Among the MAR4 Orf2 PTases, only nap has been formally linked to its secondary metabolic products [14, 28]. HIBGC11 contains all of the genes required for phenazine biosynthesis (phzA-G), suggesting it may be responsible for lavanducyanin biosynthesis (Table 1). Surprisingly, however, the PTase in this cluster (PTC1) does not clade with the characterized sequences EpzP and PpzP, which are known to prenylate phenazine scaffolds [20]. HIBGC9 contains a type III polyketide synthase, suggesting it may encode the production of the marinone class of naphthoquinones. This HIBGC was observed in CNQ-509, which is known to produce compounds in the marinone series [9]. However, experimental evidence will be required to confirm this hypothesis. The strains containing HIBGC8 (CNB-632 and CNH-099) also produce marinones [9], suggesting this version of the gene cluster may be truncated due to inadequate sequencing (Table 1). It is difficult to predict the types of molecules produced by the remainder of the uncharacterized HIBGCs. There are examples where PTases are not clustered with the genes required to produce the entire HI scaffold [13, 36], creating additional challenges for structure prediction. Regardless, the large number of uncharacterized pathways identified in MAR4 strains suggests they possess the genetic potential to produce a greater diversity of HI secondary metabolites than formerly appreciated.

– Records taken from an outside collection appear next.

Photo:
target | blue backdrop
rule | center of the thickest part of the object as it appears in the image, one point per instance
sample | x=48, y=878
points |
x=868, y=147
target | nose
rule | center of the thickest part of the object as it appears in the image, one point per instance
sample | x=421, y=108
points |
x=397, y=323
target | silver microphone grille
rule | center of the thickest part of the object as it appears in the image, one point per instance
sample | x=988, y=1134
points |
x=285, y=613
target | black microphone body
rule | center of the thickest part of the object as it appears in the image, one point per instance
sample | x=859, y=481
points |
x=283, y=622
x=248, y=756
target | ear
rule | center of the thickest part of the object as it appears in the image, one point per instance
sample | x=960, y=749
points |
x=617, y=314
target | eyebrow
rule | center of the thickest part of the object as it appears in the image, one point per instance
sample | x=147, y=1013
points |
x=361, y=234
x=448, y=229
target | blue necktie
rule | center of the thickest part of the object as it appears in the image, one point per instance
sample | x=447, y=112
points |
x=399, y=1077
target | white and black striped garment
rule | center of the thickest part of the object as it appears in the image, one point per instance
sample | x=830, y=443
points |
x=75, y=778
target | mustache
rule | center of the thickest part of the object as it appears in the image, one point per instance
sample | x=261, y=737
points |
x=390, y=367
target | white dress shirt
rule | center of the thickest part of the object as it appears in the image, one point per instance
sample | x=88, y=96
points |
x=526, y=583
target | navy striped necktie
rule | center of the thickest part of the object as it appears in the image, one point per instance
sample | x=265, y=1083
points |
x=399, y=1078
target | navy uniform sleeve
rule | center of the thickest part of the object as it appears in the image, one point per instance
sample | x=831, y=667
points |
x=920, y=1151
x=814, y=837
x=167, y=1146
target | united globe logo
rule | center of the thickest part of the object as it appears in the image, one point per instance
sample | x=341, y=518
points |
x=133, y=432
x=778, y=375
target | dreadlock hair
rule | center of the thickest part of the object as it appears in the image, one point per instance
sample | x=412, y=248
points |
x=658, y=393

The mev pathway has previously been associated with HI biosynthesis [26]. From our analysis, only 13 of 120 strains contained this pathway, including 11 of 35 strains that contain an ABBA PTase (Additional file 1: Table S4). In the two strains that contain the mev pathway but lack an ABBA PTase, the mev pathway is associated with terpenoid biosynthetic genes suggesting that this isoprene is also incorporated into secondary metabolism. These observations lend support to the hypothesis that when present in Streptomyces genomes, the mev pathway provides isoprene for secondary metabolism. However, the infrequency of the mev pathway in ABBA PTase-containing genomes indicates that it is not a reliable marker for HI production.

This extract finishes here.